DongBei. The North East!
There are stages you go through when you live in Harbin. At first, when you arrive, you are almost certain that you cannot and will not survive here. It’s rough, raw, the language is just nothing like the podcasts you’ve been listening to on your flight, and well…the extremities! The summer is plagued with heatwaves and the winter gets colder than the Antarctic summer! Not cool. You develop a fear of getting into vehicles; I found myself curbing the urge to text my family every time I hopped on a bus. You know, to tell them I love them and I might not make it to my destination.

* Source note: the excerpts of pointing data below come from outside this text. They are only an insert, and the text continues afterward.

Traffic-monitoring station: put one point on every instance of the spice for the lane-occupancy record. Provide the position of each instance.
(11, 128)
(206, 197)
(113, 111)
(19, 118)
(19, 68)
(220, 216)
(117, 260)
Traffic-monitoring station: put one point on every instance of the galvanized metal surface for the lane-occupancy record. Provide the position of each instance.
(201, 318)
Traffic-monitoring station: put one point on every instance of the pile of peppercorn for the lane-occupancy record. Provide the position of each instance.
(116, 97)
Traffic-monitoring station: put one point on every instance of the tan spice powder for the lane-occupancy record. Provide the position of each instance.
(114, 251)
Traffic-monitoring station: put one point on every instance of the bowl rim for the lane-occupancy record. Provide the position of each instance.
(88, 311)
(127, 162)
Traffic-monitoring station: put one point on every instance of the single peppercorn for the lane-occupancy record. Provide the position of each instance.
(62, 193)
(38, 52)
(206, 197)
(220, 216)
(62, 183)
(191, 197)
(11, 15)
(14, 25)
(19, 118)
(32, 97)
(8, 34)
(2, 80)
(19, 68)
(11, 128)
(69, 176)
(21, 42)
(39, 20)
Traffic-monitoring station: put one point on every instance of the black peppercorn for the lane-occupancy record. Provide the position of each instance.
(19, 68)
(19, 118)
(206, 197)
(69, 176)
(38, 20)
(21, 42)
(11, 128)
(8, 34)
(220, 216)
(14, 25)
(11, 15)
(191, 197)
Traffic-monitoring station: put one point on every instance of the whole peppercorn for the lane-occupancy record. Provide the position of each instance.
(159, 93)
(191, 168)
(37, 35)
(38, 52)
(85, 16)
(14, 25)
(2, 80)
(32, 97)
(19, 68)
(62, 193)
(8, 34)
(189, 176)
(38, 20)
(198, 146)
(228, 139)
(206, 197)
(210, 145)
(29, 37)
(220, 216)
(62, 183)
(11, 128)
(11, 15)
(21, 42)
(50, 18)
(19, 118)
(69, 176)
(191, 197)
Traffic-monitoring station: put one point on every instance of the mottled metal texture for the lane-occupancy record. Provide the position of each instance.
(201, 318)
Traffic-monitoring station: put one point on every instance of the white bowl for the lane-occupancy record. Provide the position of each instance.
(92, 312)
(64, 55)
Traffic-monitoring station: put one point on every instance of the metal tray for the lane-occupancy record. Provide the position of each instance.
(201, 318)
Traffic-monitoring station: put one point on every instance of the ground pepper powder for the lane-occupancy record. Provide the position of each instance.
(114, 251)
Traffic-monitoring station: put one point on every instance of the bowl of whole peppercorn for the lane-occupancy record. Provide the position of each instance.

Some weeks later, you get to the second stage. When you know 3 Mandarin phrases, you eat everything your colleagues give you, you have a bus card and hop in and out as you please, and you’ve stopped saying, “what the f**k?” under your breath. Just like any new home, you have to welcome it with arms wide open embracing all of the quirks, and in turn, it will reveal itself to you.
Of course a year in, you will still get lost. You might use the second tone instead of the third and you will find yourself in the middle of nowhere. I didn’t quite do that this time but I still ended up in the middle of nowhere. Mei shi ( 没事).
I thought it would be a good chance to introduce Harbin to people that don’t know it. It is home to the Snow and Ice Festival because it’s winter most of the year so you find ice sculptures everywhere during the winter. The last stage, you realize that you really like it here. It becomes home.